Diplômé de l’Institut des langues et civilisations orientales, agrégé de lettres classiques, Pierre Chuvin était professeur émérite à l’université Paris X-Nanterre. Grand spécialiste de l’Asie centrale, il avait été notamment, au milieu des années 1990, directeur de l’Institut français d’études de l’Asie centrale à Tachkent puis, au début des années 2000, directeur de l’Institut français d’études anatoliennes à Istanbul.

Il a écrit de nombreux livres dont « Mythologie grecque. Du premier homme à l’apothéose d’Héraclès » (1992, Fayard). Son ouvrage « Chronique des derniers païens.
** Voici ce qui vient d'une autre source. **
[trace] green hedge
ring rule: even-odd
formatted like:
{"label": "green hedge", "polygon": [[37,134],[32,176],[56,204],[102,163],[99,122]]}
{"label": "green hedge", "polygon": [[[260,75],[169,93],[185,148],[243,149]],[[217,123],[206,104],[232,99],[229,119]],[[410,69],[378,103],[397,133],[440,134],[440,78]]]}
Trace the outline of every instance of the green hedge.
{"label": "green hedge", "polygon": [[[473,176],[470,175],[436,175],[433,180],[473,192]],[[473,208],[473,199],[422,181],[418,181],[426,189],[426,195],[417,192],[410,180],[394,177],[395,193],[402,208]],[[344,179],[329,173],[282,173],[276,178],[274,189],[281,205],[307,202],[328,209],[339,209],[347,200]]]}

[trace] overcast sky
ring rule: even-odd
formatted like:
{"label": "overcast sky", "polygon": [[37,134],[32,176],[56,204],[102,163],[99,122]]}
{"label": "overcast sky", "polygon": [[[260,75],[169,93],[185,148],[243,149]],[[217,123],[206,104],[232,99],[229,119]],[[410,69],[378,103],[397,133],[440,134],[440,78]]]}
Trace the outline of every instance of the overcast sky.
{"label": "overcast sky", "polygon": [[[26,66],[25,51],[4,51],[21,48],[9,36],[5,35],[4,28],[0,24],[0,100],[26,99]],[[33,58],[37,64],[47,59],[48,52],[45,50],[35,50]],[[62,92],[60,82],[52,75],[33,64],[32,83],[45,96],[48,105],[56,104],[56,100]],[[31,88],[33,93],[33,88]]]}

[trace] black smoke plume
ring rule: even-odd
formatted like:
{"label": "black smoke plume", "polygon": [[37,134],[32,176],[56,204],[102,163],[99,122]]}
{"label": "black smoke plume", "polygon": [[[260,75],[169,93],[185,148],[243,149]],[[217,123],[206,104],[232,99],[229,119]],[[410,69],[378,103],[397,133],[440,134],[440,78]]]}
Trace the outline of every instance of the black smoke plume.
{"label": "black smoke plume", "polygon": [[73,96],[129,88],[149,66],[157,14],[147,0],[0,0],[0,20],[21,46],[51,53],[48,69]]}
La disparition du paganisme dans l’Empire romain du règne de Constantin à celui de Justinien » (1980, Les Belles Lettres) avait été unanimement salué par ses pairs et continue d’être considéré comme un ouvrage de référence.

Collaborateur régulier à la revue L’Histoire, il y avait publié – sous son nom ou sous le pseudonyme de Daniel Ferriol – plus de 70 articles, dont plusieurs sont en accès libre sur le site de la revue.
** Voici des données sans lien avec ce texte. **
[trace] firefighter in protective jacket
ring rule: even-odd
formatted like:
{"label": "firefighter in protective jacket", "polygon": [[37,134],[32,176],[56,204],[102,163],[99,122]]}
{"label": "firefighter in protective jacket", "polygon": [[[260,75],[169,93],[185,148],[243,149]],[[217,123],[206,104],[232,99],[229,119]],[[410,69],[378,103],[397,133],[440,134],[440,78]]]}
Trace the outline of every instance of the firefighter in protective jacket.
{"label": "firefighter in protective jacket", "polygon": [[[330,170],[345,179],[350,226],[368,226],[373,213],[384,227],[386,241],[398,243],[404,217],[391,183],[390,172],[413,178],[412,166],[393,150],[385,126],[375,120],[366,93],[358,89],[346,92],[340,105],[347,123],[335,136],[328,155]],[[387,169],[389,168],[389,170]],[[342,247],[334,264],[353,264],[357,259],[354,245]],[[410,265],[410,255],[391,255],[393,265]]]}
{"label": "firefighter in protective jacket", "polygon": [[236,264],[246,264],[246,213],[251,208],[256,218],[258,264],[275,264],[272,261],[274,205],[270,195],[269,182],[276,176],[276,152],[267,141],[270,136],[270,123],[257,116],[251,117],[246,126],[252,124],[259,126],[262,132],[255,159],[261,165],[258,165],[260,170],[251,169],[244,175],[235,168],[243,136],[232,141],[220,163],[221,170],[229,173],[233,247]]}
Beaucoup de ses articles portaient sur la Grèce antique et la mythologie, OEdipe ou Héraclès, ou encore sur Nonnos de Panopolis, le poète tardif auquel il avait consacré sa thèse et le principal de ses recherches universitaires.

« Le professeur de grec, chez lui, n’était jamais loin. Mais, frotté à de bons maîtres, Francis Vian, Louis Robert, Jean Yoyotte et, plus tard, Michel Tardieu, jamais l’helléniste en lui ne s’est coupé de ce qui était byzantin, turc, musulman ou contemporain », a rappelé Valérie Hannin, directrice de la rédaction de L’Histoire.

« Pierre aimait le travail d’équipe, donnait sans compter pour valoriser les textes des autres. Il était l’un de nos meilleurs lecteurs, toujours bienveillant, a priori confiant et ouvert aux hypothèses nouvelles, mais d’une ironie impitoyable pour ce qui n’est pas clair, le jargon, le pédant, l’allusif, avec un souci constant du concret », a-t-elle ajouté.